La destra parla da anni di giustizia utilizzata come arma politica, di complotti subiti e di supposti colpi di Stato. Da sinistra li guardavano con sufficienza e compatimento.
Circa l’inchiesta Consip e quel che sta emergendo dice Luigi Zanda, capogruppo del Pd al Senato: “se tutto questo è vero c’è stato un complotto che ha visto coinvolti organi dello Stato e puntava all’eversione”. Vari altri, a sinistra, hanno usato questo stesso registro.
Quindi ci siamo: dalle due parti si avverte il medesimo pericolo. Siccome qui lo si avverte da lustri, non lascio correre e non condivido. La colpa di quel che accade è di chi se ne sente vittima.
Il problema non fu stabilire se l’inchiesta aveva un piglio persecutorio, perché lo aveva eccome, il problema fu sapere se il prosecutor sarebbe riuscito a dimostrare le accuse che aveva rivolto al presidente degli Stati Uniti, Clinton. Non ci riuscì e dovette cambiare mestiere.
Un suo collega mise in galera il direttore del Fondo monetario internazionale, Strauss Kahn, con l’accusa di violenza carnale. Non si contestò il suo potere di farlo, ma lo si chiamò in aula per mostrare le prove: non le aveva, era una bufala, cambiò mestiere.
Gli errori esistono e, benché spiacevoli, sono ineliminabili. Ma si può limitarli, ad esempio facendo in modo che chi sbaglia non continui nell’opera.
Il ministro della giustizia francese o tedesco, giusto per citare due grandi Paesi europei, non possono in nessun modo interferire con un processo e sull’azione di un giudice, ma possono prendere un pubblico ministero e rimuoverlo, togliergli l’inchiesta, trasferirlo o mandarlo a casa. Perché l’esercizio dell’accusa non è una funzione della giustizia, ma del potere governativo.
La giustizia serve a difendere la collettività dai rei e gli accusati dai loro accusatori.
Da noi è un troiaio perché nessuno è mai responsabile di niente e i processi non si fanno mai. Farli dopo dieci anni è come non farli mai.
Le accuse mosse agli indagati del caso Consip, compresi i congiunti di chi allora era presidente del Consiglio, stanno sullo stesso piano delle accuse ora rivolte agli accusatori. Le parole spese contro quella polizia giudiziaria stanno sullo stesso piano delle parole di quei militi, che negano e respingono al mittente.

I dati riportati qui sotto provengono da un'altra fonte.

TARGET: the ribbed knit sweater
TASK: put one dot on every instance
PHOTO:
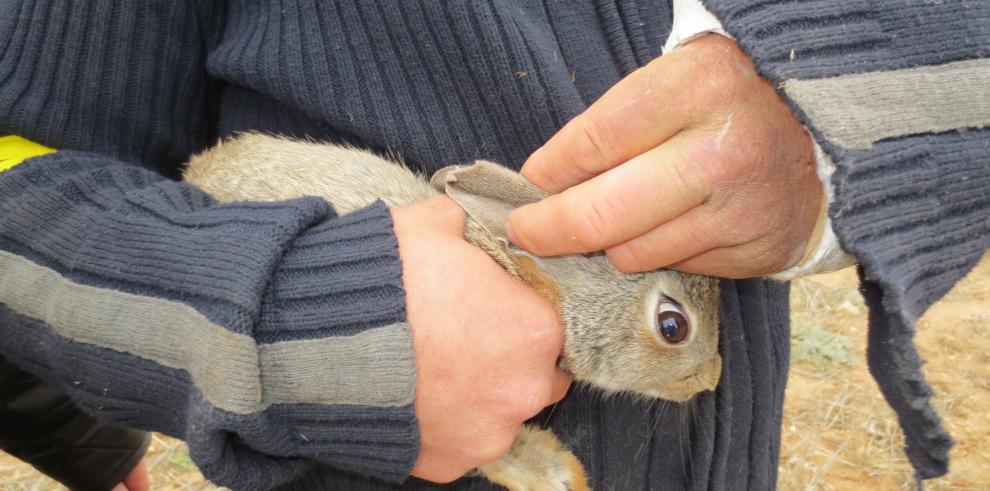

Così procedendo s’aziona solo il frullatore dei veleni, lasciando scorie che non saranno assorbibili. Il solo modo per uscirne è disporre di una qualche verità giudiziaria, talché chi ha sbagliato cambi mestiere, ove nondebba anche accomodarsi in galera.

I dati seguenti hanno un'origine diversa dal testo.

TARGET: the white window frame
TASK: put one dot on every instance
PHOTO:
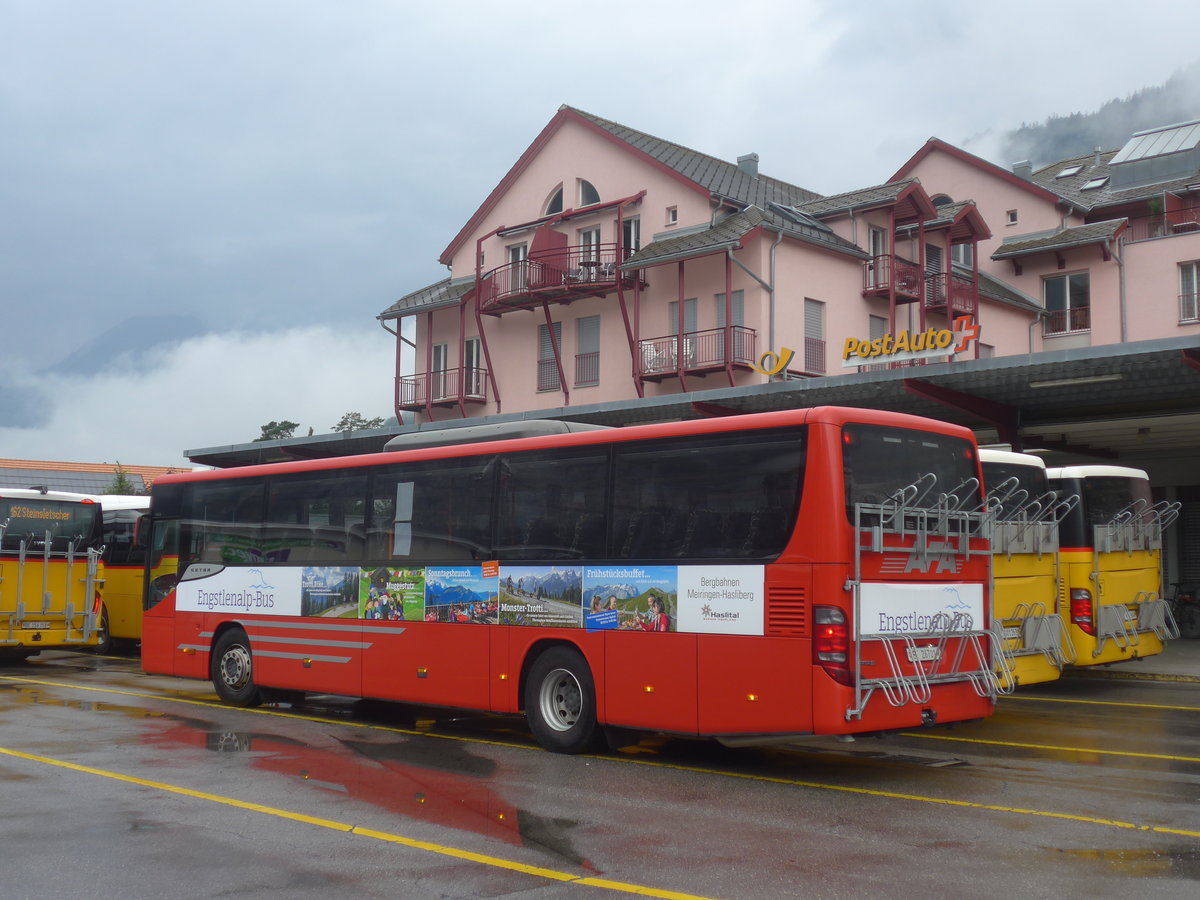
(1189, 292)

Quindi, a destra come a sinistra, invece di animare illacrimoso lamentio per le presunte ingiustizie subite, avvertano il lancinante dolore dei loro fallimenti, della loro incapacità di fare la sola cosa cui sono deputati: far funzionare la giustizia.
Gli uni e gli altri si spesero e si spendono per far passare leggiucole fesse e ipocrite, l’ultima destinata ad allungare i tempi di prescrizione, come se i problemi di una giustizia troppo lenta possano essere affrontati allungando i tempi.
La colpa di quel che accade loro è di loro medesimi. A turno furono giustizialisti con gli avversari e innocentisti con gli amici, così mostrando incultura del diritto. Ma in continuità furono vili e inutili, sperando ciascuno di contrattare con il potere giudiziario e trascurare la giustizia.
Questa è la ragione per cui non avverto alcuna compassione.
Cosa sia necessario fare lo sappiamo e lo abbiamo scritto decine di volte. Se qualcuno è disposto a quella battaglia di civiltà (e di produttività, perché il troiaio è costoso e uccide il diritto, soffocando il mercato), siamo pronti.
In caso contrario ciascuno si tenga gli accusatori e le inchieste che merita.